Isso teria a ver com a questão do Simples Nacional [modelo de regime tributário], já há uma quantidade menor de agentes pra essa quantidade de empresas?
Sim, também. Por falta de concursos, nós temos cidades, aqui na Bahia, que um agente de tributos fica encarregado de fiscalizar cinco mil empresas. Isso é humanamente impossível! Além da readequação de processos, de procedimentos, por isso se torna necessário o concurso público também.
Há uma estimativa de quanto mais se poderia arrecadar se esse plano fosse implementado pelo governo?
Nós temos uma previsão inicial. Apenas modificando o procedimento, seria em torno de R$ 1.200.000.000,00 por ano. Sim, o sindicato junto com a Fundação Getúlio Vargas analisou e propôs um procedimento de fiscalização com base em documentos eletrônicos e uma nova sistemática que importa na fiscalização em tempo real porque hoje você faz uma auditoria de fatos acontecidos até cinco anos atrás. Pra recuperar esse recurso que deveria ter sido pago há cinco anos é muito difícil, quase impossível. É por isso que tem essa montanha de crédito, inscrito em dívida ativa. Aqui na Bahia acho que são quase R$ 15 bilhões ou 16 bilhões que a Sefaz consegue recuperar muito pouco disso. Como não há uma estruturação da cobrança, volta e meia se recorre a uma anistia, que pra nós é um péssimo sinal, sinaliza e indica ao empresário que ele pode deixar de pagar imposto e aguardar uma anistia daqui a dois ou três anos. Isso desestimula quem paga o tributo em dia.

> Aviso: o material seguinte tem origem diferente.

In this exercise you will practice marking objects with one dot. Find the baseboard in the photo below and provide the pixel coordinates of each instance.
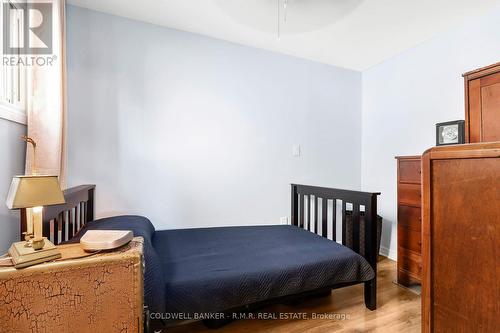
(391, 254)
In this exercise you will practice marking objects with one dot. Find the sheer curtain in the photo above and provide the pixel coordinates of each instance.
(46, 104)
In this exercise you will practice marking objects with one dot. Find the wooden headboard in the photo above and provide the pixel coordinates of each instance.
(305, 200)
(62, 222)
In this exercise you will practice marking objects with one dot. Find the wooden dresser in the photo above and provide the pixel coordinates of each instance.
(76, 294)
(409, 220)
(461, 238)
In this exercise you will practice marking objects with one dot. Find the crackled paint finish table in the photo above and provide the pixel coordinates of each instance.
(77, 293)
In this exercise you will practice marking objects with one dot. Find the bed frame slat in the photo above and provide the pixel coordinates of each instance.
(324, 217)
(308, 210)
(61, 222)
(316, 228)
(355, 228)
(356, 199)
(301, 220)
(344, 224)
(334, 220)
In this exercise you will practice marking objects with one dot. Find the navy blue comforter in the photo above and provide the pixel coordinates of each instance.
(216, 269)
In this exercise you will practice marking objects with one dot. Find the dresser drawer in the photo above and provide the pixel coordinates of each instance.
(409, 194)
(410, 217)
(409, 239)
(410, 171)
(409, 263)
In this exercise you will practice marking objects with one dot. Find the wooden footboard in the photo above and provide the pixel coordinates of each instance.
(62, 222)
(309, 203)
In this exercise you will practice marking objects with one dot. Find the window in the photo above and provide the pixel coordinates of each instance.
(13, 87)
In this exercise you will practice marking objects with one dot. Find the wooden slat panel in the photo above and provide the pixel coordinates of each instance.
(71, 223)
(295, 206)
(84, 212)
(77, 218)
(334, 220)
(308, 212)
(302, 209)
(316, 214)
(324, 217)
(344, 227)
(51, 232)
(60, 228)
(355, 227)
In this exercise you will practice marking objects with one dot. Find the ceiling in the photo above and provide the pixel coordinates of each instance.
(355, 34)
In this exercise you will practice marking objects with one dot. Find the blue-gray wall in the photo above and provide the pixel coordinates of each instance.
(193, 131)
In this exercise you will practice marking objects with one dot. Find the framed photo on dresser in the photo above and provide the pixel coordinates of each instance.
(450, 133)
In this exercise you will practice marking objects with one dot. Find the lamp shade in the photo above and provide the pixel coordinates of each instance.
(34, 191)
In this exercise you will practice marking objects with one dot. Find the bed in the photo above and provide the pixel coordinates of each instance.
(208, 270)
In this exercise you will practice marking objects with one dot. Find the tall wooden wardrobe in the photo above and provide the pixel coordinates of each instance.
(461, 218)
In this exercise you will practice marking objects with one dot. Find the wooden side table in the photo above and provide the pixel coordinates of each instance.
(98, 293)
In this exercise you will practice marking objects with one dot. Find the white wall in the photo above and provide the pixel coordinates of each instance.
(12, 154)
(192, 131)
(404, 97)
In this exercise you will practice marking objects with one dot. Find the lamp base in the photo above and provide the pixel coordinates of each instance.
(23, 256)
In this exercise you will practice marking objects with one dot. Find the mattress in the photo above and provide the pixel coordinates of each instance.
(217, 269)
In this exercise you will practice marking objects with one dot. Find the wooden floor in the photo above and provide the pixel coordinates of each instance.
(398, 311)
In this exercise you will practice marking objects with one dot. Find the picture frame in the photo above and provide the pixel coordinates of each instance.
(450, 133)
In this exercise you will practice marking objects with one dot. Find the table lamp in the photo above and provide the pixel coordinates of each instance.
(33, 192)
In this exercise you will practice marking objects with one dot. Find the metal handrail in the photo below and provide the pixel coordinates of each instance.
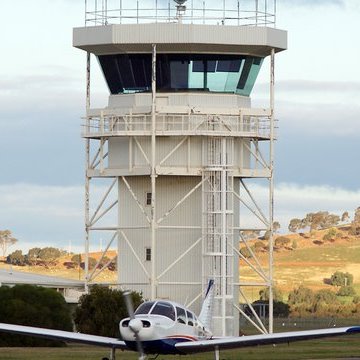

Agora mesmo vai ter uma semana de conciliação. O senhor acha então que esses Refis, essas conciliações com desconto… Isso não cria uma sensação de que se pode rolar a dívida, estender a dívida mais pra frente?
No nosso meio se diz que reduz o risco subjetivo da sonegação. Mesmo o infrator sendo apanhado em alguns crime de sonegação, pra ele surge a oportunidade quitar esse débito com uma anistia, com redução de multa, então, sonegar passa a valer a pena com o risco reduzido.
Mas esses programas não ajudam de alguma forma… A recuperação compensa?
Eles são implementados porque a cobrança não funciona, se funcionasse efetivamente e se a fiscalização fosse mais próxima de um fato ocorrido e não cinco anos depois, não geraria tal volume de crédito incobrável. Se fosse uma empresa particular seria impensável acumular R$ 15 bilhões sem cobrar. É o dinheiro que faz falta pra saúde, educação.
Foto: Paulo Victor Nadal / Bahia Notícias
Ao longo da manifestação de vocês, percebo que têm sinalizado o fechamento desses postos no Estado. Como isso impacta no serviço?
Não há nada definitivo por parte do governo, há apenas rumores. Alguns postos já foram fechados, mas dos que estão hoje, a Sefaz não anuncia publicamente que fechará, apenas rumores. Nós acreditamos que seja alimentado lá dentro, uma espécie de barulho de ensaio. Ao se fechar esses postos sem ter nada pra substituí-los, indica que a sonegação aumentará porque a Bahia faz limite com oito ou nove estados, é um corredor de passagem e se não há um controle da entrada e saída dessas mercadorias, a tendência é que elas fiquem aqui e com isso haja uma competição desleal pra o empresário. Nós acreditamos que essa não seja a melhor política pra o governo agora. Os postos fiscais estão muito sucateados, as condições de trabalho lá são péssimas, não houve nenhuma renovação nos últimos anos e não há qualquer sinalização de que haja mudança. Se começou a construir um posto fiscal em Barreiras, na verdade ele é mais embaixo, próximo a Goiás, que é uma região pujante, mas até hoje, passados dois, três anos, não foi ainda oficialmente inaugurado. Nós entramos com uma reclamação no Ministério Público do Trabalho porque antes do posto, os funcionários trabalhavam no contêiner em situação muito precária, então o Ministério Público obrigou a Sefaz a fazer algumas reformas nesse posto pra eu elas se tonasse um local possível de trabalhar. Como não há esse controle ainda da região, uma parte da soja da Bahia sai como se fosse de Barreiras, então os tributos que deveriam ser pagos a Bahia, ficam em Brasília. A Bahia com isso acaba perdendo recurso.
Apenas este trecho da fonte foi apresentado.